Une mention pour Marine Erb, cinquième à Jeju comme à Abou Dhabi. La jeune Française, championne de France au début du mois, reste à distance de son aînée Andéol, mais elle se met à chaque fois en valeur par son engagement et un potentiel déjà affirmé qui lui permet déjà de rôder systématiquement autour des podiums de Grand Prix (qu’elle a atteint une fois, en Mongolie en juillet). À 21 ans, c’est déjà très intéressant.
3- Les duels qui comptent pour Rio : Euranie – Gneto (-52 kg)
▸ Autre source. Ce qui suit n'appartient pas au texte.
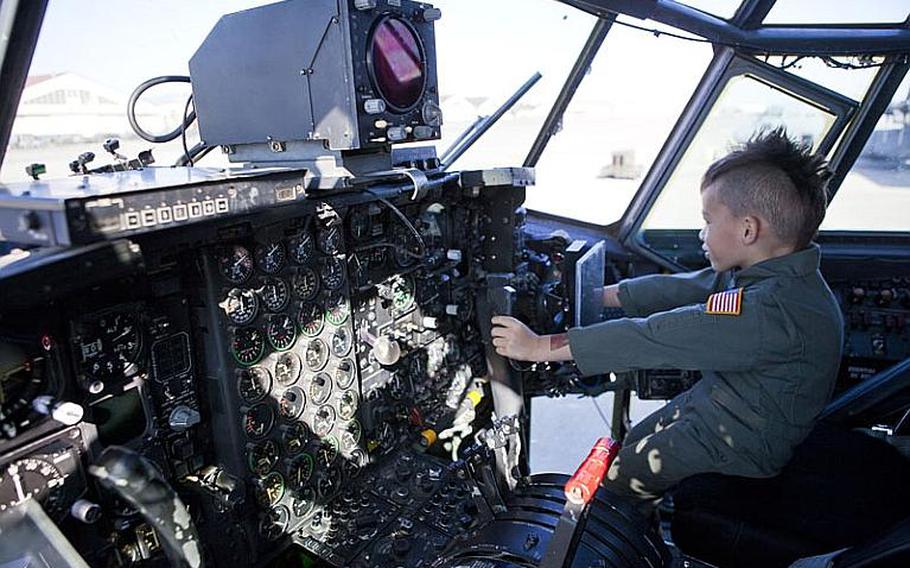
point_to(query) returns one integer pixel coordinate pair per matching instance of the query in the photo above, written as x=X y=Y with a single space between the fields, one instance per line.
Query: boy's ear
x=751 y=226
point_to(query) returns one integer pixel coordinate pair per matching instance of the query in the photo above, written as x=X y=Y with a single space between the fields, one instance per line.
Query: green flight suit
x=767 y=372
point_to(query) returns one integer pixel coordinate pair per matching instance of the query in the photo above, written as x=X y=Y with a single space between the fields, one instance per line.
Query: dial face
x=275 y=523
x=327 y=451
x=253 y=383
x=304 y=502
x=240 y=306
x=287 y=368
x=341 y=342
x=282 y=332
x=332 y=273
x=258 y=420
x=323 y=420
x=32 y=478
x=311 y=319
x=405 y=248
x=270 y=489
x=328 y=482
x=321 y=388
x=344 y=374
x=301 y=470
x=248 y=345
x=263 y=457
x=235 y=263
x=295 y=438
x=305 y=284
x=317 y=354
x=351 y=434
x=274 y=293
x=354 y=463
x=347 y=406
x=403 y=293
x=302 y=247
x=329 y=239
x=292 y=403
x=337 y=309
x=110 y=345
x=270 y=257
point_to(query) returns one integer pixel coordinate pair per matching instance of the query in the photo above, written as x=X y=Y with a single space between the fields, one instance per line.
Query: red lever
x=582 y=486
Annabelle Euranie avait fait très fort en gagnant le Grand Chelem d’Abou Dhabi. Mais sa rivale Gneto de son côté ne lâchait plus les podiums : 3e à Taschkent, 3e à Paris. La médaillée olympique de Londres renforce cette tendance, et confirme son retour à la fiabilité à quelques mois des Jeux, à Jeju, où elle est seulement battue sur un « contre dans le contre » assez acrobatique de la n°1 mondiale Andreea Chitu, avant de prendre le bronze à une combattante du pays. Annabelle Euranie, 5e, faisait presque aussi bien avec une défaite d’une pénalité devant la Japonaise Uchio (2e), mais elle faisait l’erreur de laisser le bronze à l’Israélienne Roni Schwartz (battue par ippon en tableau par Gneto) d’un yuko. Deux rivales qui se marquent de très près. La bataille n’est pas finie. Elle seront d’ailleurs à Tokyo la semaine prochaine pour un match retour.
4- Les duels qui comptent pour Rio : Limare – Khyar (-60 kg)
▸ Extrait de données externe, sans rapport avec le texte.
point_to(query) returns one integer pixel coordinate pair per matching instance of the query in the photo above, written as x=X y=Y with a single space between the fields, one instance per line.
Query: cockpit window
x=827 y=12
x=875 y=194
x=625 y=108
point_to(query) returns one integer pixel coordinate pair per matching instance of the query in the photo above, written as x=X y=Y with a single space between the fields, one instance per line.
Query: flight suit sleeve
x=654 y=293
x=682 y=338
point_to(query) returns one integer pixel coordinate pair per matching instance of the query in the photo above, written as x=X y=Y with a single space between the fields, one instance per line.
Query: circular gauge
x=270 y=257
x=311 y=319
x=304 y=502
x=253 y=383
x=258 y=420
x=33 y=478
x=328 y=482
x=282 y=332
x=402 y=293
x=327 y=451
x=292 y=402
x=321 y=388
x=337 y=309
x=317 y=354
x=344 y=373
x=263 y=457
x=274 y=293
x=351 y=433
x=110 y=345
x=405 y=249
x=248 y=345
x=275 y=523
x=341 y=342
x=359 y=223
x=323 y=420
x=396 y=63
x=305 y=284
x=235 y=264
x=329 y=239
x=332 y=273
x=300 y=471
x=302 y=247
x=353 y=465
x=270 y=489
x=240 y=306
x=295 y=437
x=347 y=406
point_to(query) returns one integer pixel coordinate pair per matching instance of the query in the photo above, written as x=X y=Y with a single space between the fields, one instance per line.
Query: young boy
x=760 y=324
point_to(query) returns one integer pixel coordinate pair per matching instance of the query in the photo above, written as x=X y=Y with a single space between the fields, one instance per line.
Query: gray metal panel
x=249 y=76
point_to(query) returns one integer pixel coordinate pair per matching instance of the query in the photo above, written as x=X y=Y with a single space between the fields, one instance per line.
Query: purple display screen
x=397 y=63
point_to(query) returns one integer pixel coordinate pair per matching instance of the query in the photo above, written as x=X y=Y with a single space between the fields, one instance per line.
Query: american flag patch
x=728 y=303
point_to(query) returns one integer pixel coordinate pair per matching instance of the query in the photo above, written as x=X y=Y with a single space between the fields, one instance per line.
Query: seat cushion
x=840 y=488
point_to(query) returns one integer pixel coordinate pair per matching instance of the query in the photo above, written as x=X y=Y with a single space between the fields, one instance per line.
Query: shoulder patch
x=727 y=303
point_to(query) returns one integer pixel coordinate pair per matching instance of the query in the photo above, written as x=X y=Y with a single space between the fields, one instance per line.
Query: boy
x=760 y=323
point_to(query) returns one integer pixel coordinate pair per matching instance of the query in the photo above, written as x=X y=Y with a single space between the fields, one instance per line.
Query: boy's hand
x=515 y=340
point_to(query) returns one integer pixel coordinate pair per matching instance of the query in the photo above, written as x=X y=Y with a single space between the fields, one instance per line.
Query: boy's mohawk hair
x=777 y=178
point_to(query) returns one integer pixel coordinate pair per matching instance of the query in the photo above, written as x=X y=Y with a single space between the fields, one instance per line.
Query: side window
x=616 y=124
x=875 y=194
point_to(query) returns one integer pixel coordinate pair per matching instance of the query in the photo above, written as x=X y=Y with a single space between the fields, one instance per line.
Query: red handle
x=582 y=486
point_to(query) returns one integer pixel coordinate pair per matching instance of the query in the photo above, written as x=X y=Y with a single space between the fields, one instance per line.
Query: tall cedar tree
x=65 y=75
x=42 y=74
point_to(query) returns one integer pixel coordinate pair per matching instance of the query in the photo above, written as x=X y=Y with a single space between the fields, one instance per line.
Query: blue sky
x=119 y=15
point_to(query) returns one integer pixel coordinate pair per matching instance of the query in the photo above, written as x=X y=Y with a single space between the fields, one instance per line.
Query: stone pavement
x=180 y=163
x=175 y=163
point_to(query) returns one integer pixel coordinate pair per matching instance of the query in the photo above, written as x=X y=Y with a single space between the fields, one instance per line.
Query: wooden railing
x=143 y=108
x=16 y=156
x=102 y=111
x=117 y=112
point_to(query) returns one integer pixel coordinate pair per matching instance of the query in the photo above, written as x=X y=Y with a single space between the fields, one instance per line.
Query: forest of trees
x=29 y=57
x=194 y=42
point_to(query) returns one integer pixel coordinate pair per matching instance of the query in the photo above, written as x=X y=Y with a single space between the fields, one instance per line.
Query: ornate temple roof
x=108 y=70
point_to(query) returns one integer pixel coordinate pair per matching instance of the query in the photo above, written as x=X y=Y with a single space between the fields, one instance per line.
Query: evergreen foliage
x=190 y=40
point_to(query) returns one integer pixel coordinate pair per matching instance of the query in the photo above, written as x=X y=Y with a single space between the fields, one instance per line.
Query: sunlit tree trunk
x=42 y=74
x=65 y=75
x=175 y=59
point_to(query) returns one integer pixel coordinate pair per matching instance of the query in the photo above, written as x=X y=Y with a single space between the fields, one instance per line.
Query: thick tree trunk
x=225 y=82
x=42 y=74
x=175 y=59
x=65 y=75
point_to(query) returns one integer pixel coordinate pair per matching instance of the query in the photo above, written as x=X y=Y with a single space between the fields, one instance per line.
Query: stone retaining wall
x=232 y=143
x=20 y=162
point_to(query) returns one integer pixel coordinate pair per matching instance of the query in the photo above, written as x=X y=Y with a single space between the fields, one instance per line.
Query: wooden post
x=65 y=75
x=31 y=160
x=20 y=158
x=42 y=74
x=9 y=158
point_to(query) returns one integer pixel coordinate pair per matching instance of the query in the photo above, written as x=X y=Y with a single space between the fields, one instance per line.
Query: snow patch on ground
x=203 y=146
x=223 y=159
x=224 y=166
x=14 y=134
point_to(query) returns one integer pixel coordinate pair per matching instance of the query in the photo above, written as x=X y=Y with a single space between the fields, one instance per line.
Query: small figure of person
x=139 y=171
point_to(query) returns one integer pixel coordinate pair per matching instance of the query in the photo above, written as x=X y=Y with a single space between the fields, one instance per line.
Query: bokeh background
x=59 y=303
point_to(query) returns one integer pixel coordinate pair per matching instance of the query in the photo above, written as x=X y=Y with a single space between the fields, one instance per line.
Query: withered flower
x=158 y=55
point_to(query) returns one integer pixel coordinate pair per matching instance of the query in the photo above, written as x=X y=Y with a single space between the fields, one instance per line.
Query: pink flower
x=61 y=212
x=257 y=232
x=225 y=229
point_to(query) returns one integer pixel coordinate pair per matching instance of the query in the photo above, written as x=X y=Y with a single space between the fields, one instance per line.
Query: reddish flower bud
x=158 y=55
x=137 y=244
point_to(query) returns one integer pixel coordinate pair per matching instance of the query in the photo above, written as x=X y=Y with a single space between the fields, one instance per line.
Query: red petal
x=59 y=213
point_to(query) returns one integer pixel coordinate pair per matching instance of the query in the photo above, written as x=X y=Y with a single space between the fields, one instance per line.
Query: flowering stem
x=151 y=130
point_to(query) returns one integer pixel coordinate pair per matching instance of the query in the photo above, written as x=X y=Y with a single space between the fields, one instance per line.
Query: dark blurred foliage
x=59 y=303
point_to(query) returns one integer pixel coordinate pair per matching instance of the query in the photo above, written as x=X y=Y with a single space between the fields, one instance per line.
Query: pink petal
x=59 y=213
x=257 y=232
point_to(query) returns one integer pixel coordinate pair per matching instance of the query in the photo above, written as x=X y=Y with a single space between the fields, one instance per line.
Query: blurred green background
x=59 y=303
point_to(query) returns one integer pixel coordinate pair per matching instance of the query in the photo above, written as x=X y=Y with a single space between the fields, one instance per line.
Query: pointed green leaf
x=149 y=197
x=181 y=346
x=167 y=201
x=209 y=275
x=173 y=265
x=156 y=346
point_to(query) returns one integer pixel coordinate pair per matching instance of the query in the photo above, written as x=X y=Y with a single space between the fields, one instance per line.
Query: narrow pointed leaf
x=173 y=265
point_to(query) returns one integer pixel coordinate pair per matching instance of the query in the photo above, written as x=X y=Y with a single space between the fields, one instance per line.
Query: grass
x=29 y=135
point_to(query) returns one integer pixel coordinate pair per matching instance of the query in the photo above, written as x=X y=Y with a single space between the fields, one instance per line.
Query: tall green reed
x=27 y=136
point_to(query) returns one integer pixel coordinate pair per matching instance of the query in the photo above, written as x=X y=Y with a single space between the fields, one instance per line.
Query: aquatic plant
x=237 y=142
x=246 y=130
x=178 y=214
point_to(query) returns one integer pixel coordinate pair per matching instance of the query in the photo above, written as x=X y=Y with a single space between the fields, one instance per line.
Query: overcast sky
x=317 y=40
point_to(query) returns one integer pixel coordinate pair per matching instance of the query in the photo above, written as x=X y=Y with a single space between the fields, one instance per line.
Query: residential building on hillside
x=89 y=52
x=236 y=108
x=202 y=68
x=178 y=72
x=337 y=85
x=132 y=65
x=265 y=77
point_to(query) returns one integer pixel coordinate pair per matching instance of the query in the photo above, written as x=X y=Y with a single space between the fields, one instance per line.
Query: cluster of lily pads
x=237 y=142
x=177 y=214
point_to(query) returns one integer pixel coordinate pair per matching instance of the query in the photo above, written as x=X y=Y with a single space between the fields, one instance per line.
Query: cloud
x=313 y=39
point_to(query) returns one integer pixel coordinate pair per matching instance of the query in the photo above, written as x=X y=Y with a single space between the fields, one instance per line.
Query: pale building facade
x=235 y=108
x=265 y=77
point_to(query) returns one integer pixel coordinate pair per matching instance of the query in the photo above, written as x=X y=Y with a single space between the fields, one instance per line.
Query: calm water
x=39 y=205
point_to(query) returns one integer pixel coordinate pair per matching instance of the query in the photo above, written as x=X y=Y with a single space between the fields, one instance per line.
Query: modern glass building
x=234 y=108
Non classé en Chine, le finaliste de Paris Vincent Limare avait laissé surgir comme un bouchon un jeune rival : Walide Khyar, 3e et immédiatement identifié comme un « joker » possible. À Jeju, le jeune médaillé mondial juniors ne peut pas maintenir cette pression, battu à son second combat par le 16e mondial, l’Azéri Mushkiyev, vainqueur en Chine quelques jours plus tôt, non sans avoir vaincu au premier tour un garçon d’expérience, le Bulgare Gerchev. C’est au contraire Vincent Limare qui reprend la main en gagnant trois combats, ne cédant que d’un yuko au numéro un mondial et médaillé de bronze mondial 2015, Kim Won Jin. Dommage pour lui, il laissait le Brésilien Takabatake (17e mondial) lui arracher le bronze.
5- Les duels qui comptent pour Rio : Iddir – Clerget (-90 kg)
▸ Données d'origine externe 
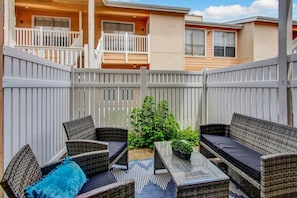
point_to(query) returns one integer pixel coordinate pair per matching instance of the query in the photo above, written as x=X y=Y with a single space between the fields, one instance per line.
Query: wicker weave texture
x=277 y=143
x=23 y=170
x=263 y=136
x=81 y=128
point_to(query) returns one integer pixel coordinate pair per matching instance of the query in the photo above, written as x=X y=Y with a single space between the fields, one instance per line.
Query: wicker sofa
x=84 y=137
x=24 y=170
x=261 y=152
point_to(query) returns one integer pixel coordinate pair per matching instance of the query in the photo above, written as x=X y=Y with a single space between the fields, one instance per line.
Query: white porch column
x=285 y=47
x=91 y=36
x=80 y=20
x=9 y=22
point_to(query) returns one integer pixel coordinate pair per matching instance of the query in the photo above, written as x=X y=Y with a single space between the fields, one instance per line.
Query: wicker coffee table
x=197 y=177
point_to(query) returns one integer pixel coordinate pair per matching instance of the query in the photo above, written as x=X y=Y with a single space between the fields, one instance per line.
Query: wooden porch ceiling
x=81 y=5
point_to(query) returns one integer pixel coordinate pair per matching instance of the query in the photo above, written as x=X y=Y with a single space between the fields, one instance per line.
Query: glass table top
x=185 y=172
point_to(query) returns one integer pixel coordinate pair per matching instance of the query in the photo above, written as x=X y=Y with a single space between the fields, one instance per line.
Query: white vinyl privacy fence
x=110 y=95
x=36 y=102
x=39 y=96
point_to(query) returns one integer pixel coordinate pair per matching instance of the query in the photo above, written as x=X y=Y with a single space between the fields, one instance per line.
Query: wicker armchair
x=24 y=170
x=84 y=137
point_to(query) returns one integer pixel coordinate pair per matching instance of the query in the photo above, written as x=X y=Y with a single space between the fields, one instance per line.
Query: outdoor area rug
x=160 y=185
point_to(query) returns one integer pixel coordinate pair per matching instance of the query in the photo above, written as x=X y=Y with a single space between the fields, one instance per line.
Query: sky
x=223 y=10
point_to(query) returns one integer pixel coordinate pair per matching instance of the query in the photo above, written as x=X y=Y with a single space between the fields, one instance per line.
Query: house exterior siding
x=209 y=61
x=167 y=41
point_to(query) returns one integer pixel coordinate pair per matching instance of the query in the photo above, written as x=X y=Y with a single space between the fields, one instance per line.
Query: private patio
x=40 y=95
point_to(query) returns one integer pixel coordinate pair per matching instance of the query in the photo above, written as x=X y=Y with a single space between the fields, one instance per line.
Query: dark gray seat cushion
x=97 y=181
x=239 y=155
x=115 y=148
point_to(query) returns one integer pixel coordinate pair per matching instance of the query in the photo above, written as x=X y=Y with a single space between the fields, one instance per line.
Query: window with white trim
x=115 y=39
x=224 y=44
x=54 y=23
x=54 y=31
x=195 y=42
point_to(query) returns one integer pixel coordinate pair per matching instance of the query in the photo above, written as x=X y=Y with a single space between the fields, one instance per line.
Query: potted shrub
x=182 y=149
Une nouvelle fois, Alexandre Iddir allait se montrer bon après sa finale à Paris et sa troisième place en Chine, menant jusqu’à 40 secondes de la fin d’un quart de finale face à Ilias Iliadis. Mais il jouait un peu trop la montre face à cet adversaire extrêmement opportuniste et celui-ci revenait au score puis aux pénalités avant de s’imposer au golden score. Iddir allait subir en repêchages le ippon du Russe Magomed Magomedov.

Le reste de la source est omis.